I recently started rereading the very humorous Don Quixote by Miguel de Cervantes, the story of a crazed and impoverished Spanish noble who sets out with his much saner “squire” Sancho Panza in search of adventures to revive the chivalry of knighthood. Each of his adventures turns into a misadventure, probably the most famous of which being the run-in with the windmills. Don Quixote sees thirty or forty large windmills in the distance and declares to Sancho Panza that they are giants that he means to engage in “fierce and unequal combat.” Sancho tells him that they are windmills but Don Quixote responds by telling him that he is clearly not used to the business of adventures and that he should pray while he fights them. Don Quixote ends up seriously injured and unconvinced that he was defeated by windmills.

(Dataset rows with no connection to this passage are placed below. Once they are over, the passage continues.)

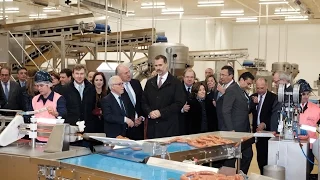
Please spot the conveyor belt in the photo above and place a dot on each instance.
(123, 167)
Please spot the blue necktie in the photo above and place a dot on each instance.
(6, 90)
(130, 94)
(122, 105)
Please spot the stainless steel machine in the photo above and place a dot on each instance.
(288, 150)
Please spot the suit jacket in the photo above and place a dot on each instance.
(268, 113)
(136, 133)
(113, 115)
(232, 110)
(168, 99)
(79, 110)
(14, 102)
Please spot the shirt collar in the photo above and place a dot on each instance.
(164, 77)
(50, 97)
(227, 85)
(115, 95)
(77, 85)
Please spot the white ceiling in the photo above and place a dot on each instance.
(250, 7)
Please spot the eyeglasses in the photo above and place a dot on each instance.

The irony of the story lies not only in the fact that Don Quixote is delusional but that he considers prayer to be a lesser alternative to his adventure. Anyone who has ever prayed seriously knows that prayer is a serious adventure. Don Quixote is engaged in a false combat with “giants” but the man at prayer is engaged in a real spiritual combat with the Enemy. Unlike Don Quixote, who swells with courage and “righteous” anger at windmills and leaves defeated, it is precisely when the person who prays has no consoling emotions or upward movements that he leaves victorious. It is these moments in prayer that can be the most important and the most triumphant.
When we do not experience the presence of God in prayer, or any of the consolations and uplifting emotions that can come along with His presence, we can be easily tempted to discouragement. We think that our prayer is useless, that God is not listening, that He has abandoned us, that we must be praying incorrectly, that we did something wrong, etc. In reality, going through periods of dryness in prayer is part of the ups and downs of the spiritual journey, just like it is in other areas of our lives.
C.S. Lewis says the closest thing to constancy we have in life is undulation. At a certain point in Don Quixote, Sancho asks his master what knights do for a certain boring, ordinary task and Don Quixote does not know how to respond because he has never read about it in his “histories” (books about chivalry that were popular at the time and were probably equivalent to low-grade romance novels today). The wandering, the sitting, the physical necessities, the waiting; these were not things of great adventure novels. They are the substance of everyday ordinary life, however. We all experience highs and lows, but the average is still the most common.
The same is true in the spiritual life. If the doing of dishes, the rocking the baby, the unclogging the drain, if all these things done with love are the most important, it follows then that the highs and lows of the spiritual life are not of the greatest value to God but rather our median, average, everyday, common prayer done with love; and especially when we do not feel like doing it. When we are able to offer an act of love to God in prayer when we do not feel like it, we are unable to receive any apparent benefit from it. Thus it comes from pure desire for the good of the other, which is an excellent definition of love.
Don Quixote, when he was about to enter into a particularly frightening and perilous adventure – something like the aversion we feel when our prayer is dry – would invoke his lady-love Dulcinea del Toboso. The memory of his love for her and the hope of making her proud would ennoble him to face the worst of enemies. The same can be true for us in our moments of aridity in prayer. When we do not swell with strong emotions in prayer, our acts of love are that much more heroic and precious. It means so much to us when someone does something that they do not feel like doing for love of us; how much more for God!
Don Quixote is a great and fun book to read, but it does not inspire to greatness. The lives of the saints, these are the true adventure stories. The man who held a door for 20 years, the wife who raised up daughters who became nuns, the scholar turned martyr, the fisherman turned pope: each of these people blew their nose, dried their tears, rested in exhaustion, laughed at jokes, and loved deeply. That is why their stories are adventures. So, unlike Don Quixote who mistook ordinary things for extraordinary things, the saints took ordinary things and made them extraordinary by their love. When we do not feel God, we pray and we love anyway – and that makes life an adventure worth pursuing.
Resolution
Make an act of love to God the next time you feel aversion to prayer:
“O Lord God, I love you above all things and I love my neighbor for your sake because you are the highest, infinite and perfect good, worthy of all my love. In this love I intend to live and die. Amen.”